Manu Vunipola
- Born: 1967 (age 58–59) Kolomotu'a, Tonga
- Height: 1.70 m (5 ft 7 in)
- Weight: 82 kg (181 lb)
- Notable relative(s): Feʻao Vunipola (brother) Elisi Vunipola (brother) Mako Vunipola and Billy Vunipola (nephews)
- Occupation(s): Engineer, Minister of Sport of Tonga

Rugby union career
- Position: Scrum-half

Senior career
- Years: Team / Apps / (Points)
- 1987–1999: Toa-ko-Ma'afu RFC

Provincial / State sides
- Years: Team / Apps / (Points)
- 1987-1991: ʻEua

International career
- Years: Team / Apps / (Points)
- 1987–1999: Tonga / 36 / (9)

National sevens team
- Years: Team /  / Comps
- Tonga /  / 1993

Coaching career
- Years: Team
- 2012–2014: Tonga

= Manu Vunipola (rugby union, born 1967) =

Tonga international rugby union player & coach

Manu Vunipola (born circa 1967 in Kolomotu'a,) is a Tongan former rugby union player and former Tonga sevens coach.
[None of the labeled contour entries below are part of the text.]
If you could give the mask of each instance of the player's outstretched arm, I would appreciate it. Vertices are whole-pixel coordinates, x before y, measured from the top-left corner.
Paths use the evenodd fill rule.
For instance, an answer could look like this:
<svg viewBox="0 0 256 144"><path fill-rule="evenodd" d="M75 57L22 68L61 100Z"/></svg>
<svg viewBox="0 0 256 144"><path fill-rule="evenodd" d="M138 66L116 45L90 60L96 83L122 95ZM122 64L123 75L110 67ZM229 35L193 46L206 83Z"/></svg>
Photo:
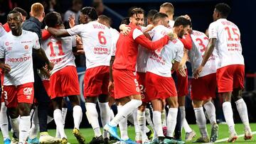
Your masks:
<svg viewBox="0 0 256 144"><path fill-rule="evenodd" d="M65 29L58 29L55 28L48 27L47 28L48 31L54 37L65 37L70 36Z"/></svg>
<svg viewBox="0 0 256 144"><path fill-rule="evenodd" d="M196 79L197 79L199 77L199 74L201 72L202 72L203 67L206 64L208 60L209 59L210 56L213 54L215 45L216 43L216 38L210 38L209 43L207 45L205 55L203 56L203 59L202 61L201 65L196 70L193 75Z"/></svg>

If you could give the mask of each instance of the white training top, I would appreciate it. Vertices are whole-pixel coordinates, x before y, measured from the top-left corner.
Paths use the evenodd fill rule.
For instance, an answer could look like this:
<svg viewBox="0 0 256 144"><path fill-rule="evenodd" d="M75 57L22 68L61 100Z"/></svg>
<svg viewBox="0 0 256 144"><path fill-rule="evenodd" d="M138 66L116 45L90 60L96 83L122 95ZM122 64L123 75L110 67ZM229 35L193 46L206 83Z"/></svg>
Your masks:
<svg viewBox="0 0 256 144"><path fill-rule="evenodd" d="M82 38L87 69L110 66L112 38L109 28L97 21L92 21L67 31L70 35L79 35Z"/></svg>
<svg viewBox="0 0 256 144"><path fill-rule="evenodd" d="M189 60L192 66L193 73L201 65L208 43L208 38L202 32L193 31L191 34L192 38L192 49L188 50ZM209 57L206 65L203 67L199 77L216 72L218 55L216 50L213 50L213 55ZM193 75L192 74L193 77Z"/></svg>
<svg viewBox="0 0 256 144"><path fill-rule="evenodd" d="M217 68L230 65L244 65L239 28L231 21L220 18L209 26L209 38L217 38L216 50L219 57Z"/></svg>
<svg viewBox="0 0 256 144"><path fill-rule="evenodd" d="M54 63L50 74L68 65L75 67L72 47L75 47L75 36L55 38L50 36L42 43L42 47L49 60Z"/></svg>
<svg viewBox="0 0 256 144"><path fill-rule="evenodd" d="M22 30L19 36L11 31L0 40L0 58L11 67L11 71L4 74L4 85L18 86L33 82L32 48L40 49L38 37L36 33Z"/></svg>
<svg viewBox="0 0 256 144"><path fill-rule="evenodd" d="M115 55L117 51L117 42L119 38L119 33L114 28L110 28L111 38L112 38L112 48L111 48L111 56Z"/></svg>
<svg viewBox="0 0 256 144"><path fill-rule="evenodd" d="M156 41L164 37L170 29L164 26L157 26L152 31L154 33L152 41ZM173 60L177 62L181 61L183 56L183 47L181 40L174 39L169 40L164 48L151 52L147 61L146 71L162 77L171 77L171 61Z"/></svg>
He played as scrum-half. Currently he is the Minister of Sport of Tonga.

==Career==
Vunipola debuted for Tonga in the 1987 Rugby World Cup, playing only against Wales, in Palmerston North, on 29 May 1987. He also played the 1995 Rugby World Cup, playing the matches against France and against Scotland, in Pretoria. His last international cap was during the match against Fiji in Nuku'alofa, on 26 June 1999.

==Personal life==
He is brother of the fly-half Elisi Vunipola and of the hooker Feʻao Vunipola, both Tongan internationals. He is also the uncle of Feʻao's sons, Billy and Mako Vunipola, both England internationals.